Diffusion Models Explained: From Noise to Art

The Counterintuitive Process

Diffusion models generate images by learning to reverse a process of gradual noise addition. The insight seems backwards: to learn to create clean images, you first learn to destroy them. But this counterintuitive approach has produced the most capable image generation systems in history, from Stable Diffusion to DALL-E 3 to FLUX.

The Forward Process: Adding Noise

Training starts with real images. A diffusion model's forward process takes a clean image x₀ and adds Gaussian noise in T steps, producing increasingly noisy images x₁, x₂, ..., xₜ, until at step T the image is pure noise. The process is mathematically defined as a Markov chain:

q(xₜ|xₜ₋₁) = N(xₜ; √(1-βₜ)xₜ₋₁, βₜI)

Where βₜ is a noise schedule that controls how much noise is added at each step. After T steps (typically T=1000), the original image is completely unrecognizable. The key property of this process: for any t, we can directly sample xₜ from x₀ without running all t steps:

q(xₜ|x₀) = N(xₜ; √ᾱₜ x₀, (1-ᾱₜ)I)

The Reverse Process: Denoising

The reverse process learns to undo the noise addition step by step, starting from pure noise xₜ and progressively cleaning it toward a coherent image x₀. A neural network (typically a UNet for DDPM, or a transformer-based architecture for newer models) is trained to predict the noise that was added at each step, given the noisy image and the timestep.

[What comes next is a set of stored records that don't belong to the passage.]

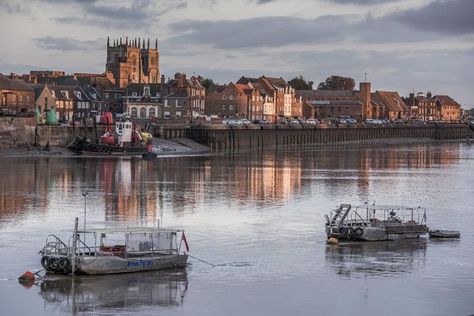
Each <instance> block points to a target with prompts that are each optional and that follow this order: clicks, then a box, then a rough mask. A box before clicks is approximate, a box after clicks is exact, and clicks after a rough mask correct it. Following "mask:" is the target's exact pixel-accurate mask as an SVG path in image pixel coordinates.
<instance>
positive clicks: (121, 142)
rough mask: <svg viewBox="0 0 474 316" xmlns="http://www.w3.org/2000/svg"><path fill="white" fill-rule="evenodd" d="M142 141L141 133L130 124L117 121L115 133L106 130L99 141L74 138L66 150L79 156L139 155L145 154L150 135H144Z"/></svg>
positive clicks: (95, 140) (116, 122)
mask: <svg viewBox="0 0 474 316" xmlns="http://www.w3.org/2000/svg"><path fill="white" fill-rule="evenodd" d="M146 135H147V139H146V140H144V139H143V137H142V133H139V132H138V131H137V130H135V128H134V127H133V124H132V123H131V122H128V121H125V122H121V121H118V122H116V123H115V132H112V130H111V129H110V128H107V130H106V132H105V133H104V135H102V136H101V137H100V138H99V139H95V140H91V139H89V138H87V137H80V136H78V137H76V138H75V140H74V141H73V142H72V143H71V144H70V145H69V146H68V148H69V149H70V150H71V151H73V152H75V153H80V154H105V155H113V154H116V155H141V154H144V153H146V152H147V150H148V149H147V144H146V143H147V142H149V141H151V135H150V134H148V133H146Z"/></svg>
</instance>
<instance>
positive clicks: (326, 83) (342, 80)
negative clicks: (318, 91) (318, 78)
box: [318, 76, 355, 90]
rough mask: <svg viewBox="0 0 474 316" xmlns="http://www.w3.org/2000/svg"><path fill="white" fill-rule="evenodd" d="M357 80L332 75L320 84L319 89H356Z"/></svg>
mask: <svg viewBox="0 0 474 316" xmlns="http://www.w3.org/2000/svg"><path fill="white" fill-rule="evenodd" d="M354 87H355V81H354V79H352V78H350V77H341V76H331V77H329V78H327V79H326V81H324V82H321V83H320V84H319V85H318V90H354Z"/></svg>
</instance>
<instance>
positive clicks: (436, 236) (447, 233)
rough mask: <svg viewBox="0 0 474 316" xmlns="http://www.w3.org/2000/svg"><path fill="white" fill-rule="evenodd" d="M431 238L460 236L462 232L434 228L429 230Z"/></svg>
mask: <svg viewBox="0 0 474 316" xmlns="http://www.w3.org/2000/svg"><path fill="white" fill-rule="evenodd" d="M429 235H430V238H459V237H461V233H460V232H458V231H457V230H445V229H433V230H430V231H429Z"/></svg>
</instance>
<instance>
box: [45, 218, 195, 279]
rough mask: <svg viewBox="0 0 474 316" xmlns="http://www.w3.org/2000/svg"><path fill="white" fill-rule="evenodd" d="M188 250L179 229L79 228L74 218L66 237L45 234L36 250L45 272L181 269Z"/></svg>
mask: <svg viewBox="0 0 474 316" xmlns="http://www.w3.org/2000/svg"><path fill="white" fill-rule="evenodd" d="M178 235H180V237H181V238H180V239H179V241H178ZM183 244H184V247H185V248H183V249H182V247H181V246H182V245H183ZM187 252H189V246H188V243H187V240H186V236H185V234H184V231H183V230H180V229H165V228H158V227H133V228H131V227H127V228H104V229H88V230H82V231H80V230H78V229H77V218H76V224H75V228H74V231H73V232H72V235H71V236H70V237H69V238H68V239H67V241H63V240H62V239H60V238H59V237H57V236H56V235H48V236H47V238H46V245H45V246H44V247H43V249H42V250H41V251H40V252H39V253H40V254H41V255H42V258H41V265H42V266H43V268H44V269H45V270H46V273H56V274H113V273H126V272H138V271H150V270H162V269H170V268H171V269H176V268H181V269H183V268H185V267H186V263H187V259H188V255H187Z"/></svg>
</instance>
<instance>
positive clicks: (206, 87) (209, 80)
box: [202, 78, 215, 90]
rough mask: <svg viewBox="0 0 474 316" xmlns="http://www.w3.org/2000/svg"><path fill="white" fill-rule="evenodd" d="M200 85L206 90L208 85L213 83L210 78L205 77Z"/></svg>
mask: <svg viewBox="0 0 474 316" xmlns="http://www.w3.org/2000/svg"><path fill="white" fill-rule="evenodd" d="M202 85H203V87H204V88H206V90H207V89H209V87H210V86H213V85H215V83H214V81H213V80H212V79H211V78H206V79H204V80H203V81H202Z"/></svg>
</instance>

During inference, we start with random Gaussian noise and repeatedly apply the learned denoising step, iteratively refining the image. After T denoising steps, we have a sample from the distribution of real images — but a novel image, not a copy of anything in the training data.

DDIM: Faster Sampling

DDPM's 1000-step denoising is slow. DDIM (Denoising Diffusion Implicit Models) reformulates the sampling process as a non-Markovian chain, enabling sampling in 10-50 steps with minimal quality loss. Most practical diffusion systems use DDIM or its variants rather than the original DDPM sampling schedule.

Latent Diffusion: The Key to Scalability

Applying diffusion directly in pixel space is expensive: a 512×512 image has 786,432 pixels. Latent Diffusion Models (LDM), the basis of Stable Diffusion, first encode the image into a lower-dimensional latent representation using a trained variational autoencoder (VAE), then apply diffusion in this latent space. The VAE encodes images to latents ~64× smaller than the original; diffusion in this space is dramatically faster.

Text Conditioning

Text-to-image generation requires conditioning the denoising process on a text description. Most systems use CLIP or a T5-family text encoder to convert the text prompt into a sequence of embeddings, which are then injected into the denoising UNet via cross-attention layers. The UNet attends to text features at each denoising step, guiding the image toward the described content.

Classifier-free guidance (CFG) scales the influence of the text condition: with CFG scale 7, the image strongly adheres to the prompt; with CFG scale 1, it follows the prompt loosely. Higher CFG scale produces more "prompt-accurate" but sometimes less photorealistic images.

FLUX and Flow Matching

FLUX (Black Forest Labs, 2024) uses flow matching rather than diffusion. Instead of learning to denoise Gaussian noise, the model learns to transport samples along straight-line trajectories between the noise distribution and the data distribution. Flow matching is mathematically cleaner and enables better sample quality with fewer function evaluations. FLUX's architecture also uses a "multimodal diffusion transformer" (MMDiT) that processes text and image tokens jointly, producing superior text rendering in generated images compared to earlier architectures.